Srinagar: In a surprise move, the Jammu and Kashmir government removed J&K Bank chairman Parvez Ahmad, and Anti-Corruption Bureau carried out a raid at the lender’s corporate office in connection with alleged fraudulent appointments.
The government appointed the bank’s executive president R K Chibber, as an interim chairman of the lender, and defended the decision to sack Ahmad, saying it was part of long term measures for improving functioning of the bank in accordance with the RBI guidelines.
An official spokesman said keeping in view the concerns expressed in various quarters regarding the governance and functioning of the Jammu and Kashmir Bank, the government has decided to take long term measures to improve the functioning of the bank, so that it becomes a shining example of a well managed government-owned bank.
“As a first step, the Government has decided to change its nominee Director on the Board of JK Bank, Parvez Ahmed, who is also the chairman and managing director. Consequent to his replacement as a government appointed Director, the Board has taken on record cessation of Directorship of Parvez Ahmed as chairman and MD,” the spokesman said.
He said the government, which owns majority stake in the bank, has appointed Chibber as the government nominee on the Board and the Board subsequently approved his appointment as an interim chairman and managing director of the bank.
“The government has also decided to constitute a search committee to identify a suitable panel of names for being appointed to the board of directors of JK Bank and subsequently for consideration as Managing Director of the Bank,” the spokesman said.
He said the JK Bank has also been directed repeatedly by the RBI to separate the positions of chairman and managing director for better governance.

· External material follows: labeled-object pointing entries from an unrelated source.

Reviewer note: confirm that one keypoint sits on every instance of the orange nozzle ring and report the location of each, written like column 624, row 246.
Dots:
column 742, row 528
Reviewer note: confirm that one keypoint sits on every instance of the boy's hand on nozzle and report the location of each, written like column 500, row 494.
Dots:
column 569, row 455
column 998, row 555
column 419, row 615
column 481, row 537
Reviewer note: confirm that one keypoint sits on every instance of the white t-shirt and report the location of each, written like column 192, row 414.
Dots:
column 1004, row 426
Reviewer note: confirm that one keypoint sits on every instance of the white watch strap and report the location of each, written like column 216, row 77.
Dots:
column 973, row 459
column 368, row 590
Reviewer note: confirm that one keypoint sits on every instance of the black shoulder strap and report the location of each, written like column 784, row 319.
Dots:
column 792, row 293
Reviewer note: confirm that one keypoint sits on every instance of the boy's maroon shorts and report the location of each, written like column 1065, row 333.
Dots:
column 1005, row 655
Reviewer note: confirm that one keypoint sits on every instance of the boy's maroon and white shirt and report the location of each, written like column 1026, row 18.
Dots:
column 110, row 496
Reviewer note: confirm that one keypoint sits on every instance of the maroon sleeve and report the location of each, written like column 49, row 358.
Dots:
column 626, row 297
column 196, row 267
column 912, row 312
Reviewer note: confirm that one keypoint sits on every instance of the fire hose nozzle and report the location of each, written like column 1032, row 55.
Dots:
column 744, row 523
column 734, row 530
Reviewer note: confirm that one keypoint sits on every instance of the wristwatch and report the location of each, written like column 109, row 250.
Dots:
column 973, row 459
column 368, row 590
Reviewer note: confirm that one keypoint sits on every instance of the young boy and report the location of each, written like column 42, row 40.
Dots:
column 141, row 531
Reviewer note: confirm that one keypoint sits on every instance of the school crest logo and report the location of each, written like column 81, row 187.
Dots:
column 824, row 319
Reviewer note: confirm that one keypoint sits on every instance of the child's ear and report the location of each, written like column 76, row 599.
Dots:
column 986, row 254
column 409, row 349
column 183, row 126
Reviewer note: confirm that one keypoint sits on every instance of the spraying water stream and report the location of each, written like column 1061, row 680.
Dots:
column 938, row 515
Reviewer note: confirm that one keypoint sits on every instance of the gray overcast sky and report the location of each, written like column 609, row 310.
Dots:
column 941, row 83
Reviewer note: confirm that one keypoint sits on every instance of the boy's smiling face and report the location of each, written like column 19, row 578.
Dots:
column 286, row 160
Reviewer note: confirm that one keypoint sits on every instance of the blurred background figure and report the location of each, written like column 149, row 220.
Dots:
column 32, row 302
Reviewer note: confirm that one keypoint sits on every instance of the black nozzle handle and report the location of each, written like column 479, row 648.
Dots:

“The government will be taking steps through the board of the bank for making necessary changes in its article of association/by-laws with regard to posting of a separate chairman and a managing director with adequate safeguards in the functioning of the board to ensure high levels of financial probity, financial control, better risk management and oversight. The board of directors in a meeting today (Saturday) has made necessary recommendation in this regard,” he said.